Chełmiec (851 m n.p.m.) i Borowa (853 m n.p.m.) - Góry Wałbrzyskie

Niedziela, 18 kwietnia 2010 · Komentarze(28)
W tą niedzielę postanowiliśmy z moim Aniołkiem zdobyć kolejny szczyt wchodzący w skład Korony Gór Polski. Jako, że czasu było mało to typ padł na szczyt położony blisko Wrocławia. Wybraliśmy Chełmiec w Górach Wałbrzyskich – zaledwie 65 jazdy samochodem. Oprócz Chełmca, zaliczyliśmy także szczyt Borowa.
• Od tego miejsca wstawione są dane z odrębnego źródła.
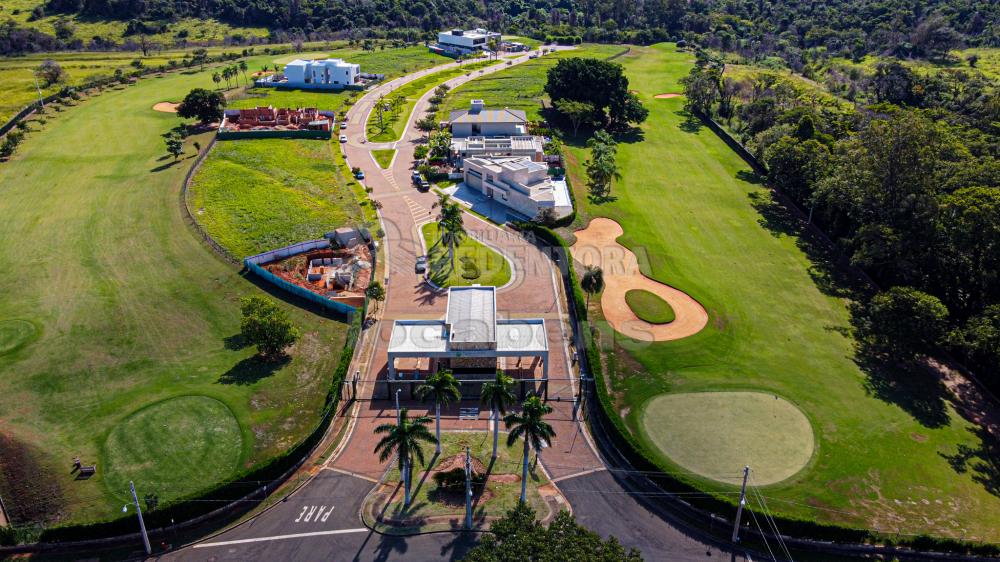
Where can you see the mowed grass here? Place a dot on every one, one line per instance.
(686, 426)
(256, 195)
(394, 122)
(132, 308)
(384, 157)
(778, 325)
(649, 306)
(521, 86)
(493, 268)
(172, 447)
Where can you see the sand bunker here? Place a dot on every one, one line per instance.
(166, 107)
(596, 245)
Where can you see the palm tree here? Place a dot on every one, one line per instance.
(442, 388)
(529, 425)
(497, 395)
(403, 439)
(592, 281)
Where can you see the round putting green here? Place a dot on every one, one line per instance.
(173, 448)
(649, 307)
(716, 434)
(15, 334)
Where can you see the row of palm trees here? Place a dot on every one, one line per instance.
(405, 438)
(232, 72)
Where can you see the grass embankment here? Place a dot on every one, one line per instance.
(649, 306)
(433, 508)
(257, 195)
(394, 122)
(779, 325)
(520, 86)
(384, 157)
(131, 309)
(475, 263)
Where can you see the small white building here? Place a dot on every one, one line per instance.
(477, 121)
(331, 74)
(458, 42)
(520, 183)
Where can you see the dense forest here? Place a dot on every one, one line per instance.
(785, 28)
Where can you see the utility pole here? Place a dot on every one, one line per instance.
(739, 510)
(142, 524)
(468, 490)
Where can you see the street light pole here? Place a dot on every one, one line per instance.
(142, 524)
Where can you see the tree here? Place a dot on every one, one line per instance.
(267, 326)
(49, 72)
(529, 425)
(577, 112)
(903, 322)
(202, 104)
(497, 396)
(376, 293)
(440, 388)
(175, 144)
(592, 281)
(518, 535)
(404, 440)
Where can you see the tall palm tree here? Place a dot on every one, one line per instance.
(592, 281)
(442, 388)
(404, 440)
(529, 425)
(498, 395)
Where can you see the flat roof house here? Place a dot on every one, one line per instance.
(471, 340)
(520, 183)
(458, 42)
(333, 74)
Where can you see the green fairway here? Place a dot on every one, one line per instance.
(394, 120)
(384, 157)
(778, 325)
(172, 447)
(521, 86)
(762, 431)
(475, 263)
(649, 307)
(131, 306)
(256, 195)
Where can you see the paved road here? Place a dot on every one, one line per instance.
(322, 520)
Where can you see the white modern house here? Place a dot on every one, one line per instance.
(458, 42)
(333, 74)
(520, 183)
(472, 341)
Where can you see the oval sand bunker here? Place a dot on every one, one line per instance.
(716, 434)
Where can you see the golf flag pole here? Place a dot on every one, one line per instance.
(739, 509)
(142, 524)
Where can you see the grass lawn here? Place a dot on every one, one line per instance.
(384, 157)
(257, 195)
(491, 267)
(886, 448)
(502, 491)
(521, 86)
(649, 306)
(131, 308)
(394, 122)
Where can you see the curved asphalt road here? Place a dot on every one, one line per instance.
(321, 521)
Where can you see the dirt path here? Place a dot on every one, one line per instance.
(596, 245)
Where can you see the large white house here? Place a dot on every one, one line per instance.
(331, 74)
(458, 42)
(520, 183)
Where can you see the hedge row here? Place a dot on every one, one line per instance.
(639, 459)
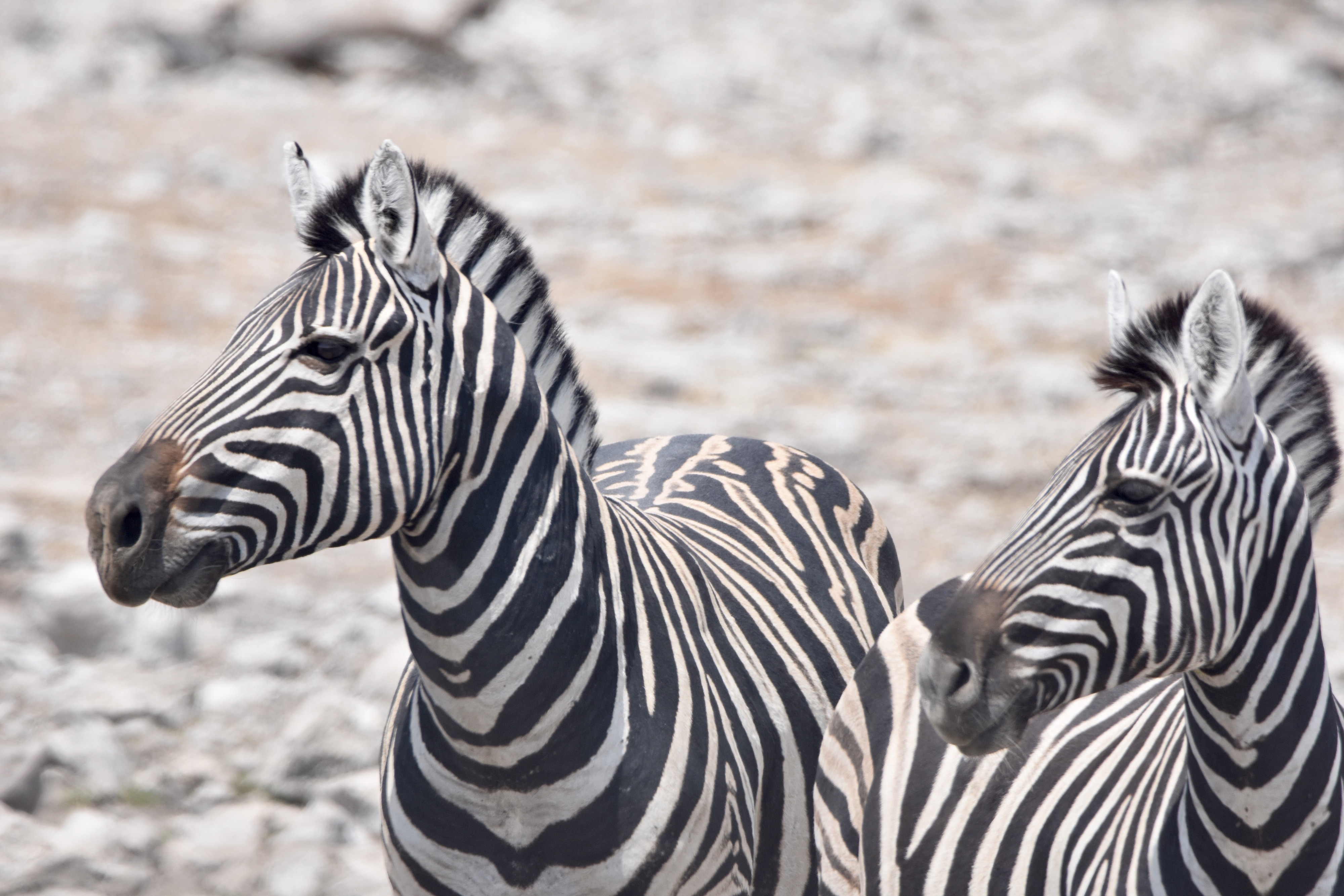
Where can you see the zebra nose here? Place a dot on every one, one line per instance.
(950, 682)
(126, 527)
Tak się akurat składa, że do Korony Gór Polski zaliczono Chełmiec, który liczy sobie 851 metrów wysokości – uznano go za najwyższy szczyt Gór Wałbrzyskich. Dopiero dwa lata temu, po dokonaniu dokładnych pomiarów okazało się, że Borowa jest wyższa od Chełmca o... 2 metry. :)
My, dla świętego spokoju, zaliczyliśmy oba szczyty. :D

CHEŁMIEC – 851 m n.p.m.
Na naszą dzisiejszą eskapadę wybraliśmy się dopiero po godzinie 13:00, ponieważ wcześniej Asia musiała odespać nocną zmianę. Gdy już byliśmy gotowi, wsiedliśmy w autko i po niespełna godzinnej jeździe byliśmy w Boguszowie-Gorcach, skąd wyruszyliśmy na szlaki Gór Wałbrzyskich.

Chełmiec zdobyliśmy poruszając się zielonym szlakiem, którym doszliśmy do Przełęczy Rosochatka – ten odcinek był bardzo łatwy i przyjemny, cały czas szliśmy szeroką drogą gruntową. Dopiero na przełęczy zmieniliśmy szlak na żółty i mieliśmy do pokonania trochę stromizny. Po tym byliśmy już na szczycie, gdzie było dość sporo ludzi. Odpoczywający turyści narobili nam trochę smaku, bo raczyli się kiełbaską z ogniska. My z Asią porobiliśmy trochę fotek – na szczycie Chełmca znajduje się olbrzymi, biały krzyż, wieża widokowa, budynek Radiowo-Telewizyjnego Ośrodka Nadawczego i maszt telekomunikacyjny o wysokości 69 m. Udało nam się też skorzystać z okazji i dostaliśmy się na samą górę kamiennej wieży, z której podziwialiśmy piękne widoki. Widoczność była bardzo dobra. Widać było nawet Karkonosze i ośnieżony szczyt Śnieżki.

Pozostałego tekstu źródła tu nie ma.